Not everything in the report is bad news. There are signs that we might finally be ending our dependency on fossil fuels, with subsidies disappearing and divestment approaching record levels. The good news, though, is heavily outweighed by the bad. It’s estimated five hundred million people rely on coral reefs for either food or income, such as tourism. Coral reefs are endangered by the level of acid in the oceans and the temperature of the water. If they disappear, so will hundreds of marine species. It’s not an exaggeration to say that the situation is an emergency, and emergencies require urgent responses. The authors of the report are clear about what they think should happen next. They want to see fossil fuels phased out and then, eventually, banned. They’d like to see environmentalism taught as a core subject in schools. More than anything else, though, they want to see an end to what they see as the exploitation of the Earth. Without it, life on our home planet will eventually become unsustainable. It might not happen in our lifetimes or the lifetimes of our children, but our grandchildren and those who come after us will have to deal with the consequences of the actions we’ve taken in the past and continue to take today.
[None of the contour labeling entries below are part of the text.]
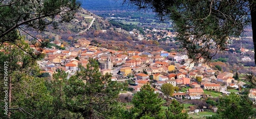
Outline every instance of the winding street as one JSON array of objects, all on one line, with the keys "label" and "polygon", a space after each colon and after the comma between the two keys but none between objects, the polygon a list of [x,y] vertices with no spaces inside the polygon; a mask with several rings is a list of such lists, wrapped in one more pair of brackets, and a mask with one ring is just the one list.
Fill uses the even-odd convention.
[{"label": "winding street", "polygon": [[221,92],[221,93],[223,93],[223,94],[230,94],[230,92],[227,92],[226,90],[227,90],[227,86],[225,85],[224,87],[222,86],[221,87],[221,89],[220,91],[220,92]]},{"label": "winding street", "polygon": [[91,23],[90,24],[88,28],[87,28],[85,30],[79,32],[78,34],[77,34],[76,35],[80,35],[80,34],[83,33],[83,32],[86,32],[87,29],[89,29],[93,25],[93,22],[95,20],[95,18],[94,18],[94,17],[93,18],[93,20],[92,20],[92,22],[91,22]]}]

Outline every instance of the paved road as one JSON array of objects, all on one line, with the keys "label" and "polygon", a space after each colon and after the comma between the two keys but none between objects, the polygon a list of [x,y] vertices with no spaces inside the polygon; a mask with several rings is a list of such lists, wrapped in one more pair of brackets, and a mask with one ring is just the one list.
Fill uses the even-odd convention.
[{"label": "paved road", "polygon": [[87,29],[89,29],[92,26],[92,25],[93,25],[93,22],[95,20],[95,18],[93,18],[93,20],[92,20],[92,22],[91,22],[91,23],[89,25],[89,26],[88,28],[87,28],[85,30],[79,32],[78,34],[77,34],[76,35],[81,34],[83,33],[83,32],[87,31]]},{"label": "paved road", "polygon": [[117,74],[117,72],[118,72],[118,71],[119,71],[121,67],[119,67],[115,69],[111,70],[111,73],[112,73],[113,75],[116,75]]},{"label": "paved road", "polygon": [[220,92],[223,93],[223,94],[230,94],[230,92],[227,92],[227,86],[225,86],[224,87],[222,87],[221,90],[220,91]]}]

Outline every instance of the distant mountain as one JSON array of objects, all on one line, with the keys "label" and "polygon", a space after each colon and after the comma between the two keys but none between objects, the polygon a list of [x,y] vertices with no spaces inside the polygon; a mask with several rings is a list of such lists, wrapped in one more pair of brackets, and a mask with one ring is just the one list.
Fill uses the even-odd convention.
[{"label": "distant mountain", "polygon": [[[120,0],[84,0],[82,2],[81,7],[93,13],[100,11],[97,13],[115,13],[118,11],[134,12],[136,11],[135,7],[122,5]],[[94,13],[97,14],[96,13]]]}]

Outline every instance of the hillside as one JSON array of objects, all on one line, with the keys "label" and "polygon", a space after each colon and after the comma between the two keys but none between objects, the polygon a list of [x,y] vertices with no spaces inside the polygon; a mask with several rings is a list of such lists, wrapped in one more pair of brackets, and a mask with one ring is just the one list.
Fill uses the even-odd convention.
[{"label": "hillside", "polygon": [[[93,18],[95,19],[91,27],[89,27]],[[157,51],[162,49],[152,40],[139,41],[137,37],[130,35],[127,31],[116,28],[102,17],[82,8],[77,11],[71,21],[58,24],[58,29],[50,25],[44,32],[28,32],[37,39],[47,39],[56,44],[62,43],[66,47],[73,46],[76,41],[80,38],[86,38],[92,41],[92,45],[113,50]],[[24,32],[22,32],[22,34],[25,35],[29,41],[34,40],[32,37]]]}]

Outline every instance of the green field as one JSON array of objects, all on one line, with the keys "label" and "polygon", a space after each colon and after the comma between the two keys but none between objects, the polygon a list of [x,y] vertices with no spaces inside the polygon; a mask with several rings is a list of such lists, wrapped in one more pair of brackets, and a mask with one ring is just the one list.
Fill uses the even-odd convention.
[{"label": "green field", "polygon": [[227,91],[230,92],[230,93],[239,93],[239,91],[237,90],[228,90]]},{"label": "green field", "polygon": [[180,89],[180,91],[182,92],[184,92],[184,93],[186,93],[187,92],[187,90],[188,90],[189,88],[190,88],[190,87],[188,87],[188,86],[186,86],[185,88],[182,87]]},{"label": "green field", "polygon": [[194,106],[194,105],[193,104],[182,104],[184,105],[184,108],[186,111],[189,111],[189,107],[190,106]]},{"label": "green field", "polygon": [[206,116],[213,115],[216,114],[216,113],[215,113],[212,111],[202,111],[198,112],[197,113],[193,113],[188,114],[189,117],[191,117],[192,118],[206,118]]},{"label": "green field", "polygon": [[204,90],[204,92],[206,95],[209,95],[210,96],[212,97],[219,97],[220,96],[222,96],[222,93],[221,92],[207,91],[205,90]]}]

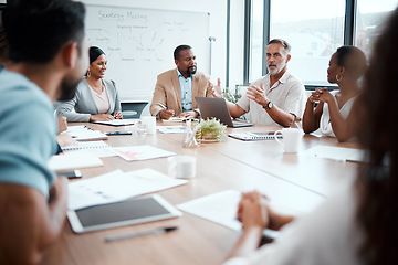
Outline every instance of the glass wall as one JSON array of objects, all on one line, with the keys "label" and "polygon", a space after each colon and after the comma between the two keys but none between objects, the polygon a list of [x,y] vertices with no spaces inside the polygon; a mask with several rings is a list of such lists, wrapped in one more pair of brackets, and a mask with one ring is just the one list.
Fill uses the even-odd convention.
[{"label": "glass wall", "polygon": [[[305,85],[329,85],[326,71],[332,54],[344,45],[346,1],[354,0],[271,0],[270,38],[292,45],[289,71]],[[252,0],[250,76],[262,75],[262,32],[264,0]],[[356,0],[354,45],[369,55],[384,21],[398,6],[397,0]],[[265,10],[268,12],[268,10]]]},{"label": "glass wall", "polygon": [[251,49],[249,81],[255,81],[262,76],[262,43],[263,43],[263,17],[264,0],[252,1],[251,21]]},{"label": "glass wall", "polygon": [[345,0],[271,1],[270,38],[292,45],[289,71],[305,85],[328,85],[331,55],[344,43]]}]

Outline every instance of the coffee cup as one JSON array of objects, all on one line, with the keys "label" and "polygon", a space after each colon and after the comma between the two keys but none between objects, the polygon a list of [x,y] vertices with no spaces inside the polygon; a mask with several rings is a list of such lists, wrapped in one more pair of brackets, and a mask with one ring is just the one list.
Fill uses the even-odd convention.
[{"label": "coffee cup", "polygon": [[148,135],[155,135],[156,134],[156,117],[154,116],[144,116],[140,118],[142,123],[146,125],[147,127],[147,134]]},{"label": "coffee cup", "polygon": [[[277,138],[279,135],[282,135],[283,140]],[[304,132],[298,128],[283,128],[276,130],[274,134],[275,140],[280,144],[285,152],[298,152],[300,141]]]}]

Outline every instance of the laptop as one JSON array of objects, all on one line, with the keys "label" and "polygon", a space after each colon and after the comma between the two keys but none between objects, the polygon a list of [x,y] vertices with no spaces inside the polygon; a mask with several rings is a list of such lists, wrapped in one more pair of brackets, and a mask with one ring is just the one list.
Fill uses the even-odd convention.
[{"label": "laptop", "polygon": [[213,97],[195,97],[200,109],[200,116],[203,119],[217,118],[228,127],[248,127],[253,124],[232,120],[231,114],[228,110],[226,99]]}]

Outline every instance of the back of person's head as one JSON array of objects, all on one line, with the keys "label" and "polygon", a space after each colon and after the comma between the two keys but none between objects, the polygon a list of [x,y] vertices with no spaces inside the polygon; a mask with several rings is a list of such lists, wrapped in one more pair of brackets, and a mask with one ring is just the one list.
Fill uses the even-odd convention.
[{"label": "back of person's head", "polygon": [[284,47],[286,55],[291,53],[292,46],[285,40],[272,39],[271,41],[269,41],[269,45],[270,44],[281,44]]},{"label": "back of person's head", "polygon": [[103,50],[97,46],[91,46],[88,50],[90,64],[97,60],[101,55],[105,54]]},{"label": "back of person's head", "polygon": [[179,53],[184,50],[191,50],[192,47],[190,45],[179,45],[175,49],[174,57],[175,60],[179,60]]},{"label": "back of person's head", "polygon": [[336,51],[337,64],[345,67],[347,74],[358,80],[366,71],[366,55],[356,46],[341,46]]},{"label": "back of person's head", "polygon": [[85,8],[71,0],[8,1],[2,20],[9,42],[9,59],[44,64],[73,41],[81,49]]},{"label": "back of person's head", "polygon": [[366,264],[398,264],[397,31],[398,9],[375,43],[358,97],[358,138],[369,150],[369,165],[358,178],[358,222],[365,231],[360,254]]}]

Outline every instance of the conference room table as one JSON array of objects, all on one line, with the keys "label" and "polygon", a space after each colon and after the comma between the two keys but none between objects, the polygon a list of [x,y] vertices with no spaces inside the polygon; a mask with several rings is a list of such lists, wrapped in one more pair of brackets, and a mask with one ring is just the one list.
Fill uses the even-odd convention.
[{"label": "conference room table", "polygon": [[[71,124],[82,125],[82,124]],[[134,126],[112,127],[84,124],[102,131],[134,130]],[[158,126],[181,125],[157,121]],[[228,132],[270,131],[277,127],[255,125],[228,128]],[[196,177],[187,184],[156,192],[172,205],[226,190],[259,190],[270,198],[274,210],[305,214],[314,210],[338,189],[343,180],[353,180],[357,163],[283,152],[275,140],[242,141],[228,137],[221,142],[202,142],[197,148],[184,148],[185,134],[147,136],[109,136],[105,142],[113,147],[149,145],[176,155],[195,156]],[[356,142],[339,144],[335,138],[304,135],[300,150],[317,145],[357,148]],[[151,168],[167,174],[167,158],[125,161],[121,157],[102,158],[104,165],[81,169],[83,179],[101,176],[116,169],[129,172]],[[78,180],[71,180],[78,181]],[[218,205],[214,205],[217,208]],[[147,235],[117,242],[105,237],[178,226],[159,235]],[[135,224],[124,227],[75,234],[65,222],[59,241],[51,247],[42,264],[221,264],[240,232],[184,212],[179,218]]]}]

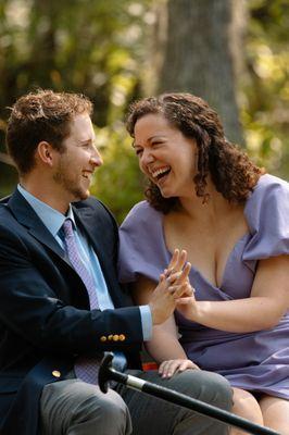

It’s possible that other solutions might appear. Future technologies might be capable of reversing environmental damage or sucking harmful gases back out of the atmosphere. The melting ice might even give rise to new green areas where trees will grow and produce much-needed oxygen. All things are still possible, but the time to act is now. We’ve all known that for a long time, but this report, difficult to read as it is, makes it clearer than ever before.